For about a year, I ran a kid’s department at a Barnes and Noble store. While that idea may make some folks break out in a cold sweat, I have to say I really loved that job. What I do now may be more technically interesting/challenging, when it comes to just pure fun potential, that job was the bee’s knees. One of the best parts (other than storytime and crafts) was seeking out new titles, or rediscovering old ones. I always just loved kids lit.
This has spilled over into our TV experience around here, as so many shows are based on books. In some cases, this works. In others, not so much. While the Bubble Guppies and Team Umizoomi are still popular, we watch them less and less in favor of other shows. (I should also qualify all this by saying our kid does not spend all her time in front of the boob tube. We read to her lots, play games, go outside, etc… This is for those intervals where we need to cook a meal, I need to get some computer work done for my job, or she’s just entered the bitching hour before dinner and bed and is just generally cantankerous.) For instance, the Olivia books by Ian Falconer have translated reasonably well into cartoon form. Miss Spider? Not really. The only thing remarkable about that one (other than some of the odd discrepancies in characters’ rendering as previously discussed) is that Kristin Davis does the voice of Miss Spider. Charlotte from Sex and the City???? Somehow that’s just wrong. I can picture some SatC episodes (such as the one where Charlotte got her “rabbit” and the girls had to have an intervention) and I’m just kind of creeped out.
I always thought the Toot and Puddle books (by Holly Hobbie, if I’m not mistaken) were sweet little books. The illustrations were very cute as were the matching plush toys available. The cartoon sucks. It ought to be called “Toot and Boring.”

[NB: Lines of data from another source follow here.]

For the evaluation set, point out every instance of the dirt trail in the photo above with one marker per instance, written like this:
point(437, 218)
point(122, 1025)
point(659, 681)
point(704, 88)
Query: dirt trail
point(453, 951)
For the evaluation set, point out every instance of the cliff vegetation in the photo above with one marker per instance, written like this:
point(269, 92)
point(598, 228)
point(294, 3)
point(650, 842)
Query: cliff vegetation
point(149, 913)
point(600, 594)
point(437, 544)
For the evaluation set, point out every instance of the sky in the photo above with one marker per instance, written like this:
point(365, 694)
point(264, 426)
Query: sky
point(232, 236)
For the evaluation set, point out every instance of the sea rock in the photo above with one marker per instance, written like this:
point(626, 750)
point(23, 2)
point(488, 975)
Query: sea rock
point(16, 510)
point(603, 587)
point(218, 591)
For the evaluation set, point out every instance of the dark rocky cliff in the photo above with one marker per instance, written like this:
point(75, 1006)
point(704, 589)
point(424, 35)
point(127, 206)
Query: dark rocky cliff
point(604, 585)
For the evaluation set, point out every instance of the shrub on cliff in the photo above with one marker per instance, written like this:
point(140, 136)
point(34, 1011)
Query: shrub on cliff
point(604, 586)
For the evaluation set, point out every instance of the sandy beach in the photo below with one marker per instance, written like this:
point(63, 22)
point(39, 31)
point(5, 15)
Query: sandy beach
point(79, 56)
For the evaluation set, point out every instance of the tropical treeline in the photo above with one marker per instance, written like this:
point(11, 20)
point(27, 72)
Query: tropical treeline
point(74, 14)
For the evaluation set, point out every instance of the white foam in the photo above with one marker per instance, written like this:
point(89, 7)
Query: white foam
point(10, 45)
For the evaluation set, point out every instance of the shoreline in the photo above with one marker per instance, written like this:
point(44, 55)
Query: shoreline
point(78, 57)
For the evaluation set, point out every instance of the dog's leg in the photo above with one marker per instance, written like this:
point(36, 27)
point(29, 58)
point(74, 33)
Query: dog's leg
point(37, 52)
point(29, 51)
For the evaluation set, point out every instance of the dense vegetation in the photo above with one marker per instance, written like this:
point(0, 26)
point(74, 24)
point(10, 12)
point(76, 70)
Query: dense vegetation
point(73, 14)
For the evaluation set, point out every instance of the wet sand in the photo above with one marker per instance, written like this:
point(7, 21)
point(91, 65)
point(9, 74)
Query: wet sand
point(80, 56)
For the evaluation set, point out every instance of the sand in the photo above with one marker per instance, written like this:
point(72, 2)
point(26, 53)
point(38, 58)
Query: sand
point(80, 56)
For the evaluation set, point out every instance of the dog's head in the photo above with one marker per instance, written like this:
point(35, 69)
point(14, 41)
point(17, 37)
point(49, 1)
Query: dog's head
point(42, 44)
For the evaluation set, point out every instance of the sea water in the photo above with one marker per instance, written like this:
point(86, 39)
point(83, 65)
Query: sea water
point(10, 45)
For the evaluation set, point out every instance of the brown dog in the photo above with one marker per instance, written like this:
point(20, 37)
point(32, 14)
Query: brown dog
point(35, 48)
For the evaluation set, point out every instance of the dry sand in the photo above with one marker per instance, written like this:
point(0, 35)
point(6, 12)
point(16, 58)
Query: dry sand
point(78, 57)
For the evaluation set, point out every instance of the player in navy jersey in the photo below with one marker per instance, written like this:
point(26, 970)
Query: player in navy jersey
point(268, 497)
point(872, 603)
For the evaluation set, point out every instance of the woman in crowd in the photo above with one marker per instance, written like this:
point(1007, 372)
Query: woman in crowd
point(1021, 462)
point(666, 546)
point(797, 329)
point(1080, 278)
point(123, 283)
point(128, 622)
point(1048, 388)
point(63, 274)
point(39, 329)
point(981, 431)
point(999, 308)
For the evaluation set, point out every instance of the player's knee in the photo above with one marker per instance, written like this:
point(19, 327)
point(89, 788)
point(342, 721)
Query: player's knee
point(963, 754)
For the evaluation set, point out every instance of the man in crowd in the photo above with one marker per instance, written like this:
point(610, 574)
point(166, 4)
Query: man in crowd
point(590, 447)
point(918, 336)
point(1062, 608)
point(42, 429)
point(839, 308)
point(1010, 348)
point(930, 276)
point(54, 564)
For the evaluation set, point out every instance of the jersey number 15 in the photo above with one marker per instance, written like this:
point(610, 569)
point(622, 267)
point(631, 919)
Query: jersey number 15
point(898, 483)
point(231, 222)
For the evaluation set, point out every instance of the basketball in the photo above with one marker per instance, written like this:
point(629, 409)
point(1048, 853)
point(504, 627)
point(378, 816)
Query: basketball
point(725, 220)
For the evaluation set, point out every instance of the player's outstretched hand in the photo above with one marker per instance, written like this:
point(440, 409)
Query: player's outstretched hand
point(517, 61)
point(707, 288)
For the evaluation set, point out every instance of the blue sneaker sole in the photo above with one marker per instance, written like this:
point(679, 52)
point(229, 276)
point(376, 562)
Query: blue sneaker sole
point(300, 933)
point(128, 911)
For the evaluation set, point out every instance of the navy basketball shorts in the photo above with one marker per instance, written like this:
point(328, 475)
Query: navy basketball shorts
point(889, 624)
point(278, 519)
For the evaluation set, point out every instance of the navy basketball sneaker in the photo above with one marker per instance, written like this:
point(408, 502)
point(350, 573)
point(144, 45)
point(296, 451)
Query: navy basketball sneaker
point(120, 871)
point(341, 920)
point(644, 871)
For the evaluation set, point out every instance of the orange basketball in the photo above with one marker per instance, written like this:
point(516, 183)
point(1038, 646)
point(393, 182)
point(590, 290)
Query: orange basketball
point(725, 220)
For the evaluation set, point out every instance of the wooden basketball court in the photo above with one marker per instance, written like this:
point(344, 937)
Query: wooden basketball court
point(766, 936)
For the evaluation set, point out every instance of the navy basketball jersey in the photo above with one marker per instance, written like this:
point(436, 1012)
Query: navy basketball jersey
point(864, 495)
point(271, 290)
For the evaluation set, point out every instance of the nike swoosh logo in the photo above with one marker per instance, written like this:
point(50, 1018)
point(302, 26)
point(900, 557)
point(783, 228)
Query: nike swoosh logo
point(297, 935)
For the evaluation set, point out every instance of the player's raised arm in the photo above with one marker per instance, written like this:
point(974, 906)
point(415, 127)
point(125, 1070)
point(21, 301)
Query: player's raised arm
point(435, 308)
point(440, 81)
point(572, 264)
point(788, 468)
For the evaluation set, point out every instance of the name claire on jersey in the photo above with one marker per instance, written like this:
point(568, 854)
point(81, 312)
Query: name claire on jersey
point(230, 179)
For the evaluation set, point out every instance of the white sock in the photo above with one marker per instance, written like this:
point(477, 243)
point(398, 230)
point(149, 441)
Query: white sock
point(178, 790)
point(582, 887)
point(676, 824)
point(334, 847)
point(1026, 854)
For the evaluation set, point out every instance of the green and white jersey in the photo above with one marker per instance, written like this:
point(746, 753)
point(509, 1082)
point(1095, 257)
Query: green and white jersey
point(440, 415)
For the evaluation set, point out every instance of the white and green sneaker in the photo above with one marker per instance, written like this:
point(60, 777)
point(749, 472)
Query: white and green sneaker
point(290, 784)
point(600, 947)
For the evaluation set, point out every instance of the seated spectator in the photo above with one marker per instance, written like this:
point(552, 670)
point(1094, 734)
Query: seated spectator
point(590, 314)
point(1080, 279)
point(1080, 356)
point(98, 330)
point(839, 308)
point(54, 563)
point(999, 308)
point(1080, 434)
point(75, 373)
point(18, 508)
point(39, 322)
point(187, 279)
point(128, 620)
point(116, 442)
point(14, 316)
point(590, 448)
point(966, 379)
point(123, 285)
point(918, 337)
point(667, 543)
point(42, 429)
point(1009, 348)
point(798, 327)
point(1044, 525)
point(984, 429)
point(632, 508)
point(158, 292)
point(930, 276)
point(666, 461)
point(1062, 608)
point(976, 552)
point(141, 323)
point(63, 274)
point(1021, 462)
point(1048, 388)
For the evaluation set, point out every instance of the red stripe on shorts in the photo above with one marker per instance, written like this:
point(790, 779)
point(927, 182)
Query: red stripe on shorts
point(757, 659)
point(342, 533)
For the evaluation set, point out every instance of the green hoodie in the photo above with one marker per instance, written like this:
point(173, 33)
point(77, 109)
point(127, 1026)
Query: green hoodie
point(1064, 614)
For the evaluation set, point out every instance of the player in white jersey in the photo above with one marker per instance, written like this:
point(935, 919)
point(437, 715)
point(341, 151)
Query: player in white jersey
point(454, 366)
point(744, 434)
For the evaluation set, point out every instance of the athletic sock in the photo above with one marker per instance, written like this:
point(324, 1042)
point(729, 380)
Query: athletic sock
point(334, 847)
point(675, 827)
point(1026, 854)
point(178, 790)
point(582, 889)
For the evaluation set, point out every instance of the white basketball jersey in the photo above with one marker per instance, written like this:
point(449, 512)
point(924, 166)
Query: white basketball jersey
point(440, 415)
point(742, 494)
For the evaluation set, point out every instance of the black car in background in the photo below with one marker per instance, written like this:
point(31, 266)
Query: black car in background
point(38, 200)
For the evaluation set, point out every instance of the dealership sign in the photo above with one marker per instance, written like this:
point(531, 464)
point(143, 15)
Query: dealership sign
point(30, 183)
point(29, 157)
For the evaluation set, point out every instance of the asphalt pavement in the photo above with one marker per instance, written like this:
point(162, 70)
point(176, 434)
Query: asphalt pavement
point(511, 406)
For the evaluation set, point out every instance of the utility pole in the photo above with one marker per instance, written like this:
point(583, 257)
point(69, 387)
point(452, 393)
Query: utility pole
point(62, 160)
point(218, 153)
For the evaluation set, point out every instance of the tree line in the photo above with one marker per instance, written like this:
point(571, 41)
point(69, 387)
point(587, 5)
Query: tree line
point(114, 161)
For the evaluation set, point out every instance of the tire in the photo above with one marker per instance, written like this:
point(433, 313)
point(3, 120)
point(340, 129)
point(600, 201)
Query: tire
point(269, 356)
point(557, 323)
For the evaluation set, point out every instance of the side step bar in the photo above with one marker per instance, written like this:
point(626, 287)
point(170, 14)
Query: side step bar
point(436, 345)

The worst offender by far is Little Bear. If I’m not mistaken, I’ve ranted about this one before as being a contender for the most boring cartoon ever, right up there with Franklin. It’s painful. There are other odd things about it, too, such as the fact that all the adult bears get to wear clothing whereas Little Bear is nekkid. It somehow seems really vulgar when they show his nekkidness next to his father in full dress (including vest with pocket watch). Then again, I guess we should be grateful that there are adult/parental bears present. Most cartoon “children” live in “Children of the Corn” worlds where no grown ups are around.
But I digress. Little Bore (oops…Little Bear) is made worse by the fact that it’s a Maurice Sendak creation (the artwork, anyway). The same genius behind the imagery of Where the Wild Things Are was unwittingly hijacked into this travesty of a cartoon. It just breaks my heart every time. I recently saw an episode where Little Bore had a mask. I don’t know why. I simply can’t stand to watch it. In any event, the mask looked just like one of the Wild Things and I had to turn off the TV. How does this happen? Someone ought to have intervened and stopped that.